Pizzigati charts two episodes of real progress toward a more equal America: the first prompted by World War I and the second prompted by World War II. Both wars called for huge government revenues that could only be met by taxing the rich. Both wars also called for cooperative labor relations and direct government management of the economy.
As it happens, in both World War I and World War II America was led by left-leaning Democratic presidents, Woodrow Wilson and Franklin Roosevelt. While these two leaders may not have been radical progressives, neither was beholden to bankers or big business. Both felt strongly that the rich should help pay the costs of the nation's wars.
And both happened to fight wars at times when America's labor movement was expanding, not shrinking. Though the labor movement may not have been strong enough to impose progressive policies on its own, the labor movement was able to exert pressure. By the time of George Bush's wars of the 2000s, such pressure was nonexistent.
Particularly interesting are Pizzigati's in-depth discussions of the conservative counter-movements that immediately followed both world wars. Both were based on hyped-up "red scares" during which the rich claimed that the continuation of wartime progressive policies would lead to revolution, anarchy and communism.
The reactionary red scare after World War I was completely successful in reversing the progressive program. Unions were busted, taxes were cut, profits boomed and the stock market collapsed - in that order. The result was the Great Depression.
The reactionary red scare after World War II was less effective. Pro-business politicians pushed through the strongly anti-union Taft–Hartley Act in 1947 (over President Truman's veto), but failed to bring down high wartime tax rates. The result was a quarter century of extraordinary economic growth.
It is fairly obvious from Pizzigati's micro-history that presidential leadership made all the difference between these two outcomes. After World War II, we had Harry Truman and Dwight Eisenhower. After World War I, we had Warren Harding and Calvin Coolidge.

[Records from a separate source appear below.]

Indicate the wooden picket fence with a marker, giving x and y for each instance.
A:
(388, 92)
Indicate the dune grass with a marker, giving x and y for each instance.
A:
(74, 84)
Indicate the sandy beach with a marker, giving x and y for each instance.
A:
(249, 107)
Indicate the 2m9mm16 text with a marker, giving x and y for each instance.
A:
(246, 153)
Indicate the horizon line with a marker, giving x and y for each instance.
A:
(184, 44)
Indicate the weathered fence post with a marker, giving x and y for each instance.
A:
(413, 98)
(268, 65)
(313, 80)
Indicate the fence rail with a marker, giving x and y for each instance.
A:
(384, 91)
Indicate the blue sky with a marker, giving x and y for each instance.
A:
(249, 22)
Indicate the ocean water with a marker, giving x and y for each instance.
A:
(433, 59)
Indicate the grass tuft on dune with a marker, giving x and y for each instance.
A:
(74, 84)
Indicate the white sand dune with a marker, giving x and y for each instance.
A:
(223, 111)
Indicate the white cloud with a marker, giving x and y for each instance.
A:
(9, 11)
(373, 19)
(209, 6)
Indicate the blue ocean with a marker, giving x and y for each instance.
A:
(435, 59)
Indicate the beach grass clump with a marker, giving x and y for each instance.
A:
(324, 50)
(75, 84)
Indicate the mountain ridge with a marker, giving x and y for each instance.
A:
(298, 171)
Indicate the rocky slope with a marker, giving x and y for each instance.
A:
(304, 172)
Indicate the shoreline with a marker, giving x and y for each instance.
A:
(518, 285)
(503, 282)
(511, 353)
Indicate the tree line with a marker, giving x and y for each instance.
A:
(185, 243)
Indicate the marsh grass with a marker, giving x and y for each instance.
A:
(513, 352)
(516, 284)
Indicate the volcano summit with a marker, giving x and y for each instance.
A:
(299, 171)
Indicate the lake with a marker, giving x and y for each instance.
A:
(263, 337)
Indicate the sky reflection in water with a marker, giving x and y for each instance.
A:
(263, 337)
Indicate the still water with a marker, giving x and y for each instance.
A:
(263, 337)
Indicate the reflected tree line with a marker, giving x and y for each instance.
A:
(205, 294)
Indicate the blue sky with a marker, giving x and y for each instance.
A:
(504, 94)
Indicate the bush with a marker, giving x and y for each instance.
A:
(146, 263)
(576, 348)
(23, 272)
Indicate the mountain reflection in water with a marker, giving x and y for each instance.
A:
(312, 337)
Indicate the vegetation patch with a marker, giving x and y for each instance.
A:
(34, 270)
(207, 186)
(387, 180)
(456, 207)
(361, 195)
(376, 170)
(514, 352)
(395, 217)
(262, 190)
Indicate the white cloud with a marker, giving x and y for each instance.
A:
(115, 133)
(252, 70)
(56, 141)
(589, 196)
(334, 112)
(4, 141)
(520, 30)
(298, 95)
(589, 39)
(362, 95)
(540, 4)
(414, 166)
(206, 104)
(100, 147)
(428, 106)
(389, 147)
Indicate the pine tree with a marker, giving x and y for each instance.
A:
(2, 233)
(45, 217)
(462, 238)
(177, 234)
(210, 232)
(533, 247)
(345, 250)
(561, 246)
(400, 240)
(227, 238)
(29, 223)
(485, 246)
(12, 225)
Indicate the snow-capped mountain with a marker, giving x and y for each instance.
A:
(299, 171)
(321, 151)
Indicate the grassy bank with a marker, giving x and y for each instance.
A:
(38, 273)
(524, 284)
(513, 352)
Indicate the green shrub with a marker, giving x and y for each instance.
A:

Pizzigati edits the web site and newsletter Too Much, which exposes the contemporary excesses of America's ridiculously rich. In a sense, The Rich Don't Always Win fills in the backstory of how the rich came once again to have too much. Although Pizzigati's story peters out in the 1970s, it's clear that we've been here before.
Too many progressive editorials end with melancholy reflections on how bad things have become. Pizzigati prefers to end with the positive reflection that "the rich don't always win." One might just as fairly point out that progressives only won once, in the aftermath of a world war, with a succession of three staunchly independent leaders in the White House.
My heart is with the progressives, but my money (if I had any) would be on the rich.